First, rereading my e-mails I realize that there was some thinking behind my questions
which was only partially articulated.  Going back to my earlier position which I will restate
here as:
Use of a mask should never corrupt the semantics defined by the Single Unix
Specification
or its practical derivations and extensions, e.g., BSD and Linux.
That is, ideally if I created a standalone system that "looked" like the system the mask
provides then the process would behave equivalently.  I emphasize ideally because to
actually make that the case would require something closer to a virtual machine---which
is clearly beyond the scope of this project.

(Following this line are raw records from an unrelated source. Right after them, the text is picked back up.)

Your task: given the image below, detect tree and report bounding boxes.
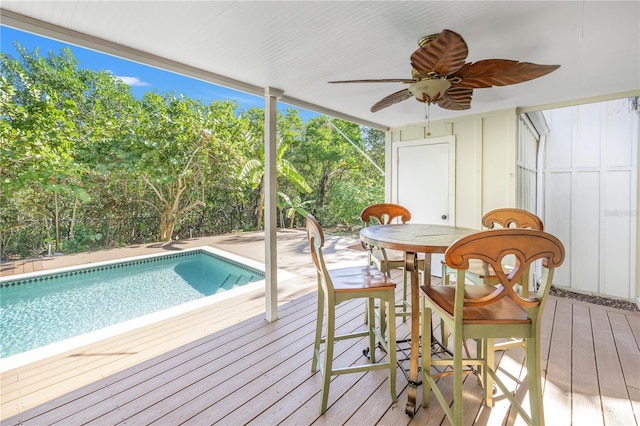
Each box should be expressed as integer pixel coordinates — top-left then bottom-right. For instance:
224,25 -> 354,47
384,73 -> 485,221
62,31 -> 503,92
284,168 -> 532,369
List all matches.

So I am looking for potential semantic anomalies which could be introduced by a
mask over a reiser4 file system, i.e., border cases where some upfront awareness
and attention may save re-design and re-writing later on.


Hans Reiser wrote:

The issue is how the mask might change the semantics of sys_execve().  I have spent some time
starting to trace code around, but more work is required.

For the moment I think we are safe if the setuid and setgroup can not be altered by the mask.

Ok.

For the moment I will focus on how the uid (and assume the group id will be similar)
of a process and how the mask might lead to a different uid than would be expected
under standard semantics.

So we agree that the process has an associated user: actually there is the concept
of real and effective uid also.

I believe the statement above to be true if the process never makes a setuid() system's call of
one flavor or another because the uid is inherited from the process calling execev() or is determined
by the owner of the executable if the executable's file set-uid permission bit is turned on via chmod.

We only change the semantics if the real/effective uid or gid is different at some point in the
processes execution because of the mask---begging situations where a call to setuid happens
only if a certain file is not available.

Say more.
If the process has the code like
if (stat("/etc/foobar.conf", statbuf)  < 0) {
     if (setuid(3) < 0) {   /* Try to become sys */
    }
    /* Do something here */
}
And the mask hides "/etc/foobar.conf" then in fact the uid
will change but not unexpectedly, IMO.  The mask is
creating a changed environment but the behavior is
understandable from the source code.

Put this another way, the semantics still seem correct to me
because you are getting the behavior of "/etc/foobar.conf" actually
not being there.

Now that I think about it masking a named pipe or a lock file
is perhaps more likely to cause problems then the setuid bit.